Real-time polymerase chain reaction quantification of human cytomegalovirus and Epstein-Barr virus in periodontal pockets and the adjacent gingiva of periodontitis lesions

Abstract

Background: Genomic sequences of human cytomegalovirus (HCMV) and Epstein-Barr virus (EBV), two herpesviruses, can frequently be detected in periodontal pockets of progressive periodontitis lesions, but the prevalence and load of the two viruses in gingival tissue are unknown. This study determined levels of HCMV and EBV DNA in the periodontal pocket and in the adjacent gingiva of periodontitis lesions using a real-time polymerase chain reaction (PCR) assay.

Material and methods: A total of 20 systemically healthy periodontitis patients participated in the study. Nine patients below 35 years of age were tentatively diagnosed as having aggressive (early onset) periodontitis, and 11 patients 36-56 years of age as having chronic (adult) periodontitis. Clinical parameters were evaluated using established methods. Using periodontal curettes, specimens were harvested from 6-10 mm periodontal pockets and from the adjacent inflamed periodontal pocket wall. A 5'-nuclease (TaqMan) real-time PCR assay was used to identify and quantify genomic copies of periodontal HCMV and EBV.

Results: HCMV DNA was detected in 78% of subgingival and 33% of gingival tissue samples from aggressive periodontitis lesions, but only in 46% of subgingival and 9% of gingival tissue samples from chronic periodontitis lesions. In aggressive periodontitis, HCMV subgingival and gingival tissue counts were positively correlated with periodontal pocket depth and probing attachment loss at sample sites (p<or=0.03; Spearman's rank correlation coefficient test). EBV DNA was identified in 89% of subgingival and 78% of gingival tissue samples from aggressive periodontitis lesions, but only in 46% of both subgingival and gingival tissue samples from chronic periodontitis lesions. In aggressive periodontitis, positive correlations were found for EBV subgingival counts and periodontal pocket depth at sample sites (p=0.04; Spearman's correlation) and for EBV gingival tissue counts and whole mouth mean gingival index (p=0.04; Spearman's correlation). In chronic periodontitis, statistical significance was only found between EBV subgingival counts and periodontal pocket depth at sample sites (p=0.04; Spearman's correlation). HCMV-EBV coinfection was revealed in 78% of aggressive periodontitis lesions but only 27% of chronic periodontitis lesions (p=0.03; chi-squared test). Also, seven of nine aggressive periodontitis patients but only three of 11 chronic periodontitis patients revealed more than 10,000 copies of HCMV or EBV in subgingival or gingival tissue samples (p=0.03; chi-squared test). Four of six patients having mean periodontal pocket depth at sample teeth (four study sites per tooth)>6 mm, but none of 14 patients having mean pocket depth at sample teeth<or=6 mm revealed more than 100,000 copies of HCMV or EBV in subgingival or gingival samples (p=0.001; chi-squared test). In periodontitis lesions demonstrating herpesviruses in paired subgingival and gingival tissue samples, the tissue samples showed the higher HCMV copy counts in three of four patients and the higher EBV copy counts in six of eight patients.

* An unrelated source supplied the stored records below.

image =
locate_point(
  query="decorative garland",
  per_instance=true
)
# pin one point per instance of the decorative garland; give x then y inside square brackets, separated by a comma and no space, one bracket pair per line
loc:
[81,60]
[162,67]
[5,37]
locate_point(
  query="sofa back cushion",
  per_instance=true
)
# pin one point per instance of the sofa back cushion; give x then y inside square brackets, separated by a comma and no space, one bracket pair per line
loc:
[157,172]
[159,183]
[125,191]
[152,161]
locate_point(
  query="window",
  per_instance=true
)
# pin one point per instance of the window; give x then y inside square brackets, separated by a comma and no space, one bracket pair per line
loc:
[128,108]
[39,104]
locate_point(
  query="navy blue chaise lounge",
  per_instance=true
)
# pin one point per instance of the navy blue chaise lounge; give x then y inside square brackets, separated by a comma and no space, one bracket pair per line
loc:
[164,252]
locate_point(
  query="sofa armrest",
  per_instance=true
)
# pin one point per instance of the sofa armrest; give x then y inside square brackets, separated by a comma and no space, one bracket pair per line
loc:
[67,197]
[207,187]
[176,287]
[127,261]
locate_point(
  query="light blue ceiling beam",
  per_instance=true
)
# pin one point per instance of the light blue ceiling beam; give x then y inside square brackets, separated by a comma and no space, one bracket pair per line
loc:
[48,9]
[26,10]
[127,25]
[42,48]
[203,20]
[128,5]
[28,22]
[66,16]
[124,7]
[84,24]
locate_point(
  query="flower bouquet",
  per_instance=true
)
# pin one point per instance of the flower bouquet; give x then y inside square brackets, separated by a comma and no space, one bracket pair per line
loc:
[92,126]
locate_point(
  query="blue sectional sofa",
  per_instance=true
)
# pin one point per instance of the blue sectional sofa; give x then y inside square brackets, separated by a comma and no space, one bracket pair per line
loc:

Conclusions: The elevated occurrence of HCMV and EBV DNA copies in periodontal pockets and in the gingival tissue of aggressive periodontitis lesions relative to chronic periodontitis lesions, and the increase in herpesvirus counts with increasing severity of periodontitis lend substantial support to a periodontopathic role of the two viruses. Real-time PCR determination of herpesvirus DNA in periodontal sites may become a promising marker to monitor the course of destructive periodontal disease. Herpesviruses and bacteria, now mostly studied in isolation, may cooperate synergistically in the development of periodontitis, and should probably be considered as a pathogenetic consortium in future investigations of periodontal infections.